An archeologist likes to fantasize about vast treasure houses of looted antiquities in the deserts of Iraq or Syria, such ideas are merely "Fantasyland" according to trade representative Peter Tompa. Complete rubbish:
You can imagine too, can't you, the smiling Lebanese dealer shaking hands with the well-dressed man offering him some prime antiquities. The seller is an ISIL political officer, suave and well-groomed in a suit. The dealer is anticipating a good profit, he has some clients on his list (15000 people, you know) who he knows will be very interested in those Assyrian reliefs, no need to put them on open sale, he can sell directly. The coins he can shift too, to America - nobody there asks any difficult questions. Plausible? You bet.
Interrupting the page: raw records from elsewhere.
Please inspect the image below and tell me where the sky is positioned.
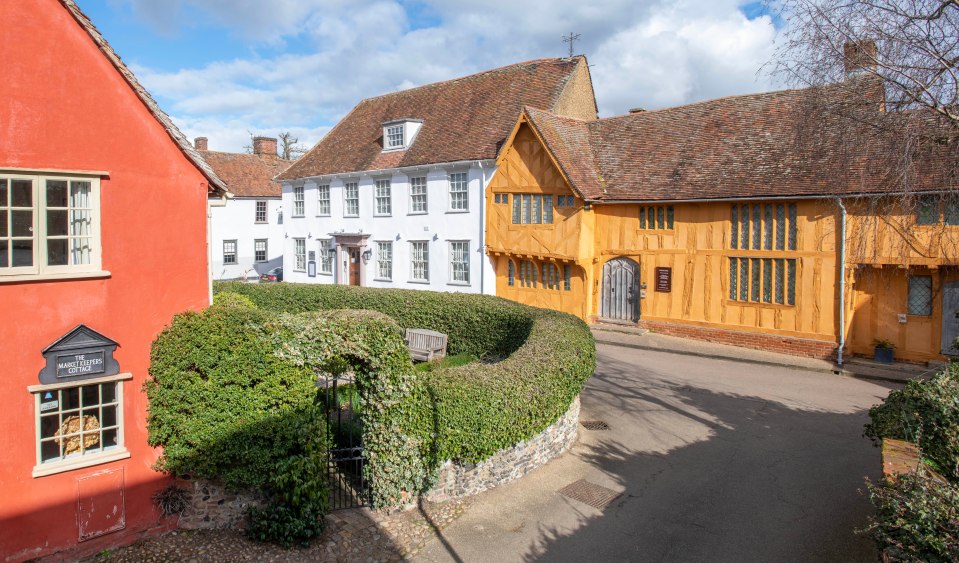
[77,0,781,152]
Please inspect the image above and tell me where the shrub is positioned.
[863,469,959,563]
[216,283,596,484]
[865,364,959,482]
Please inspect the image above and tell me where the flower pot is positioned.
[873,346,896,364]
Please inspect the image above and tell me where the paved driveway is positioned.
[417,345,892,562]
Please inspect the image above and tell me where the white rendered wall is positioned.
[210,197,284,280]
[283,163,496,295]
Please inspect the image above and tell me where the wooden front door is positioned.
[350,248,360,285]
[941,282,959,356]
[600,258,639,323]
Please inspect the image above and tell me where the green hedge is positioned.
[216,283,596,468]
[865,364,959,483]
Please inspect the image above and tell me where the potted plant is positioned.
[872,338,896,364]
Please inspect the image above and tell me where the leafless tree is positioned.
[277,131,307,160]
[770,0,959,129]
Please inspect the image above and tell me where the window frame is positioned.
[291,186,306,217]
[253,199,270,223]
[343,181,360,217]
[373,240,393,281]
[446,172,470,213]
[253,238,270,264]
[316,184,333,217]
[448,240,471,285]
[373,178,393,217]
[409,176,430,215]
[0,170,109,283]
[223,239,240,266]
[409,240,430,283]
[27,373,133,478]
[293,237,306,272]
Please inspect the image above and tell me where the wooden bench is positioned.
[403,328,446,362]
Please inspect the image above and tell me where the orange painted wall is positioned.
[0,0,208,561]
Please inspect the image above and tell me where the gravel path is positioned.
[88,500,470,563]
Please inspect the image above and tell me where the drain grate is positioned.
[579,420,609,430]
[559,479,622,510]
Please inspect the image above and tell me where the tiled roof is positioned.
[524,81,956,201]
[60,0,229,193]
[278,57,586,180]
[199,151,291,197]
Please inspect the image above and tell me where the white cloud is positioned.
[118,0,776,150]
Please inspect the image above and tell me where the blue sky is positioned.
[77,0,781,151]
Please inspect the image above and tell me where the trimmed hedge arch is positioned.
[215,283,596,472]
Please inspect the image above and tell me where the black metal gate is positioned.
[318,373,370,510]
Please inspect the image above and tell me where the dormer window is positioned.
[383,119,423,152]
[386,124,406,149]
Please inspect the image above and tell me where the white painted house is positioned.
[201,137,291,280]
[277,57,596,294]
Did it happen? Could have.Mr Tompa, a respected Washington cultural property lawyer addressed this same issue in an earlier post:
This red herring first appeared after the initial phase of the Second Gulf War in 2003-2004 to explain why a promised avalanche of looted Iraqi antiquities never surfaced in the United States and other Western markets. As of 2013, before the rise of ISIS, these stolen artifacts still had not appeared in quantity. Is it reasonable to assume [such] secret facilities exist in today's Iraq and Syria? Or, is it more reasonable to believe that no rational middle man would create such "cold storage" in a "hot war zone" where one bomb or mortar shell could easily turn a treasure house into dust.Most likely the archeologists themselves have got this stuff stashed away in their own private collections, caveat emptor.